# Deep vs shallow copy

Copying a list in Python doesn't always work the way you expect it to. A quick overview!

In [1]:
a = 5

def add_one(x):
    x += 1
    return x

b = add_one(a)

print(a, b)

5 6


Works completely as expected. We send a as a parameter to the function, the function changes it and returns the changed value, but the original stays the same.

In [4]:
c = [1, 2, 3]

def add_one_list(x):
    for i in range(len(x)):
        x[i] += 1
    return x

d = add_one_list(c)

print(c, d)

[2, 3, 4] [2, 3, 4]


Disturbing, no? X is not a copy of C, it's a reference to it. Everything we change in X is also changed in C.

How can we fix this?

In [7]:
c = [1, 2, 3]

def add_one_list(x):
    for i in range(len(x)):
        x[i] += 1
    return x

d = add_one_list(c.copy())

print(c, d)

[1, 2, 3] [2, 3, 4]


By not sending C, but a copy of C. This way the copy of C is overwritten, but not C.

This is also a great trick if you want to go over a list and delete certain items from it. Deleting items changes the indexes, so using "range(len(..))" won't work. Simply looping over the list is tricky as you are changing the list that is referenced by the loop you are in. This means not everything is getting deleted. Looping over a copy works perfectly!

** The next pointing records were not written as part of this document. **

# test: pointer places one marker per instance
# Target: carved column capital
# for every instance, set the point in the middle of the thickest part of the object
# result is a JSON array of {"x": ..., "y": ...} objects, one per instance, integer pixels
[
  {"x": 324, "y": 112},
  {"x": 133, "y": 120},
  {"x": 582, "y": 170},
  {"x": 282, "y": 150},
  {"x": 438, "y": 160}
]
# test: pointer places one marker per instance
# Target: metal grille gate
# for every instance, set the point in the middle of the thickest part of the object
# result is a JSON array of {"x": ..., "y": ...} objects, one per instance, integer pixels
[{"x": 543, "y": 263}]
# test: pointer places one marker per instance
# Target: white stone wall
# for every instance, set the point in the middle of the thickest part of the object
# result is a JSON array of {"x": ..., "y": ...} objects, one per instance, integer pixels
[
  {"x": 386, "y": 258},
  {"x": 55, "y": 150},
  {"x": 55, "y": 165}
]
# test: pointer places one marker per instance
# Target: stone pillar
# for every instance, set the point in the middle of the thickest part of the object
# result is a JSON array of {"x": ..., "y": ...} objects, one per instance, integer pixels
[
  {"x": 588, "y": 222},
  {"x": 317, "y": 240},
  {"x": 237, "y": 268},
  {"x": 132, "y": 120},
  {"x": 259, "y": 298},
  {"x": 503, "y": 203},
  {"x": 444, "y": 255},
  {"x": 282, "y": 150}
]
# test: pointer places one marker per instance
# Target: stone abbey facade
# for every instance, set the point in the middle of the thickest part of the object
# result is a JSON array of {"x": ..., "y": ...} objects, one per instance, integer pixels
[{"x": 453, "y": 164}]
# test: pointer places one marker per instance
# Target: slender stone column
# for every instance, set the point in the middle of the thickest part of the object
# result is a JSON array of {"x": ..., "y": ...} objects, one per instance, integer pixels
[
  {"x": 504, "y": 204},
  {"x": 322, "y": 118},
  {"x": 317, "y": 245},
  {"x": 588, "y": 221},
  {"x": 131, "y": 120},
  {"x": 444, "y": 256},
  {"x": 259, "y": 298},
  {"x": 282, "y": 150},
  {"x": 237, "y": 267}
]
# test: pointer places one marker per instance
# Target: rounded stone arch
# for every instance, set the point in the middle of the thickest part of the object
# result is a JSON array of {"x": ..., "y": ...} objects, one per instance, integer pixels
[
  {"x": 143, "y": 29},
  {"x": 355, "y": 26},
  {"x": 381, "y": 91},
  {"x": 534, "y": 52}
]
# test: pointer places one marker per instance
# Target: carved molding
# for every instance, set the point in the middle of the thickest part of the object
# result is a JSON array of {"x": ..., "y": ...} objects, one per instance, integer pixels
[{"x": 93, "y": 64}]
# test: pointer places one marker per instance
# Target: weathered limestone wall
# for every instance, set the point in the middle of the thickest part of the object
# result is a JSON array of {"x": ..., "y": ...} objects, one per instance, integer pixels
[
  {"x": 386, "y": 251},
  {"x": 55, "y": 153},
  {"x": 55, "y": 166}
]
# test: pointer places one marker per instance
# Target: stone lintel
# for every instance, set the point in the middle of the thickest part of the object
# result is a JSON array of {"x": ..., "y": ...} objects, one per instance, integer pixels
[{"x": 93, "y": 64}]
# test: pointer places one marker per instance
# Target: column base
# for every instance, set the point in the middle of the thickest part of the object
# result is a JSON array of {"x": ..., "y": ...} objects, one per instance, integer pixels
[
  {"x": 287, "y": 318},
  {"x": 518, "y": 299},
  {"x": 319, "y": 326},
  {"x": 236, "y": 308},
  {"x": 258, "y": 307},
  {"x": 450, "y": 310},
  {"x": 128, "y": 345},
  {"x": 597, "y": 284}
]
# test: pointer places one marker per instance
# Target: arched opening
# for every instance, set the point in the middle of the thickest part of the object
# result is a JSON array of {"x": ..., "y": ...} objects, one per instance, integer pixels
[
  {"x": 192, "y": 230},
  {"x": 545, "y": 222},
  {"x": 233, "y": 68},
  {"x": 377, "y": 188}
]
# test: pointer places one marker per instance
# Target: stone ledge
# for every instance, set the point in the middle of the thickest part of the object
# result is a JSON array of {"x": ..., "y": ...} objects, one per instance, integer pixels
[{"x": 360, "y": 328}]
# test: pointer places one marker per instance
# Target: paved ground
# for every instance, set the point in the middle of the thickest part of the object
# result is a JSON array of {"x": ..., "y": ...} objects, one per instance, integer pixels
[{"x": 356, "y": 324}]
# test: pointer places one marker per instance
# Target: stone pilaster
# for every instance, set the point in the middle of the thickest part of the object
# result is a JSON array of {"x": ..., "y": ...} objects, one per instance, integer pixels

In the example we create a list of random numbers and delete all even numbers.

In [16]:
import random

random.seed(10) # always generate the same numbers
random_numbers = random.sample(range(0, 10), 5)

print(random_numbers)

# for i in range(len(random_numbers)):
#     if random_numbers[i] % 2 == 0:
#         del random_numbers[i]

# print(random_numbers) # -> index error, you're deleting items that are not there

# for item in random_numbers:
#     if item % 2 == 0:
#         random_numbers.remove(item)

# print(random_numbers) # -> what is 6 still doing in this list?

for item in random_numbers.copy():
    if item % 2 == 0:
        random_numbers.remove(item)

print(random_numbers)

[9, 0, 6, 3, 4]
[9, 3]


An afterthought: What if we rewrote the function to use a list comprehension?

In [6]:
e = [1, 2, 3]

def add_one_list(x):
    x = [ i+1 for i in x]
    return x

f = add_one_list(e)

print(e, f)

[1, 2, 3] [2, 3, 4]


A list comprehension creates a new list (based on the old list). (A reference to) this list is in turn saved to X, overwriting the reference to C (but not C). So now there's no problem.